The floor of the room I entered was lined with pillows, and Tiao directed me to sit as he and Peng joined me in a circle. Kun entered with the same elderly shuffle I’d first seen when he emerged from the shadows of the temple, and he slowly took a seat across from me with assistance from his grandson Cong.
Tiao began, “Car ready to take America back—”
Kun silenced him with a hand and then spoke in Chinese to Cong, who bowed and left the room.
Turning his face to Tiao, Peng, and me in succession, Kun spoke at last. “David, please explain what happened.”
I looked up at the late morning sunlight spilling through the window, casting glowing beams filled with sparkling dust particles.
“I was a guest of the junta overnight. Fairly gracious hosts, as military interrogators go.”
Peng huffed a si
gh of indignation.
Kun raised a gnarled finger toward me. “What did you say of my network?”
“Not a word. I gave them a false name, false identification number, told them to contact the US Embassy for an explanation. I was able to escape during the confusion of the rebel counterattack.”
He lowered his hand to his lap, closing his eyes. “I hope for your sake that you are not lying. As we speak, my sources are obtaining the junta’s report of your interrogation.”
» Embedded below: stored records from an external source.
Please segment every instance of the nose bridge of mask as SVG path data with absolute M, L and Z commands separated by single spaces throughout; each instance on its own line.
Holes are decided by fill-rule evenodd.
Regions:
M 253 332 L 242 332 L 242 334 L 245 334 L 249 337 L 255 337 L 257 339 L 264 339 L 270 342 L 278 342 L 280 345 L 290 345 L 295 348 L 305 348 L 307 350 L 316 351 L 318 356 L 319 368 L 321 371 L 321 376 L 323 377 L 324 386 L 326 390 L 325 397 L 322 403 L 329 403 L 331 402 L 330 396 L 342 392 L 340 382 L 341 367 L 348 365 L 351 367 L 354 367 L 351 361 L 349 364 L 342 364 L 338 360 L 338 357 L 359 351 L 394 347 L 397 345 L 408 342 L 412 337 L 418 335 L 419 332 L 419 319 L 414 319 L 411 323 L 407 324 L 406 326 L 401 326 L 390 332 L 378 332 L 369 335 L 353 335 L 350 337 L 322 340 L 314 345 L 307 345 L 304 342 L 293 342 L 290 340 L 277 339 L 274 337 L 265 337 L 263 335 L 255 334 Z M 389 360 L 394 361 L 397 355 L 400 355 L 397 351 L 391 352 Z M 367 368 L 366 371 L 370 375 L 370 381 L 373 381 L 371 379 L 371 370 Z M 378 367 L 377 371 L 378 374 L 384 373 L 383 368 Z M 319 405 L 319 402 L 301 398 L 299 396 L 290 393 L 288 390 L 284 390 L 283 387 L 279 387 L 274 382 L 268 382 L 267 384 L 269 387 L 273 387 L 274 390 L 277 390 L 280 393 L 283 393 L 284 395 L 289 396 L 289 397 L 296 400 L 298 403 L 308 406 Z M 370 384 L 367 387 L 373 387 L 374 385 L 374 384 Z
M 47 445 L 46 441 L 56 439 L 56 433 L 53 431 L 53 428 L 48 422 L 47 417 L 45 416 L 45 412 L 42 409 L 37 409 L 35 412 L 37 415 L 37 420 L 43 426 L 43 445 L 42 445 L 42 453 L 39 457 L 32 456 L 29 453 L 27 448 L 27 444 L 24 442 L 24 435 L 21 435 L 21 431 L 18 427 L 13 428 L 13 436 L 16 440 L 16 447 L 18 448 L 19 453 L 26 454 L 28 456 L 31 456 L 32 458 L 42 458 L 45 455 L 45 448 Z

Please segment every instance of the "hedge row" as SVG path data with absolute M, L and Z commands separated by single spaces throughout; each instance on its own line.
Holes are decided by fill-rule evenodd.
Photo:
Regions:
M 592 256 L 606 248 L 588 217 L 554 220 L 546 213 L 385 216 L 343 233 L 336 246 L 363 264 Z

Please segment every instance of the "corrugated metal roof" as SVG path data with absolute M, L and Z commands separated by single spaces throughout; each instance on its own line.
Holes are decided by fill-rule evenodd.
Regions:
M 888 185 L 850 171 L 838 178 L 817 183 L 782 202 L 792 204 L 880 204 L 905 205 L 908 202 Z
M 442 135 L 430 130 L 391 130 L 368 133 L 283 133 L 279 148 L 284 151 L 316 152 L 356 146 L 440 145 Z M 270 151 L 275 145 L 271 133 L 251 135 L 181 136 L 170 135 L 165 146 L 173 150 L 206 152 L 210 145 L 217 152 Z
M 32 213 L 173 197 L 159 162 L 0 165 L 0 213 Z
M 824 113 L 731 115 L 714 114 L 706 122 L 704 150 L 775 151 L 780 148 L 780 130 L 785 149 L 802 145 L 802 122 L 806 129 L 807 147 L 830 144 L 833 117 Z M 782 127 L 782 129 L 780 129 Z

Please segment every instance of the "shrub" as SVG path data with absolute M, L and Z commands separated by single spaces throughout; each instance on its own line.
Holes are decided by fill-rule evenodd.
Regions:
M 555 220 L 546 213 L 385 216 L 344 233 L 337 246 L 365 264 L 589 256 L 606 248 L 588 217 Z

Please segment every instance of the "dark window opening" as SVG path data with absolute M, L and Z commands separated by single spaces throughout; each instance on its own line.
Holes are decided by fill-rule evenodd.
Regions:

I could only nod, letting the words—and the threat they thinly veiled—pass before responding. “I’m certain of your ability to learn what occurred during my interrogation. Trust that if I betrayed you, Kun, I would not have returned to your protection. My presence here speaks to the fact that I’m telling you the truth—and that I wish to discuss another option.”
“I fear that all options, David, are quite exhausted.”
“Most options, yes. But not all—I’m still a surviving agent.”
“Of a woman who cannot yet be contacted.”
“Therefore I still have full authority to negotiate on her behalf.”
Tiao interjected, “Had full authority. Proper English. Past tense. You fail. Now you go.”
Peng nodded his agreement. “Kokang counterattack failed. They have many casualties. Asked Wa Army to bring two thousand men, but they not arrive until tomorrow.”
I seized on this new information. “If the Kokang and Wa armies make a combined attack on the junta tomorrow, that’s the perfect time to recover the item. I was in that building and saw the confusion that ensued during the counterattack this morning. With two thousand more troops, the junta won’t be able to hold the depot.”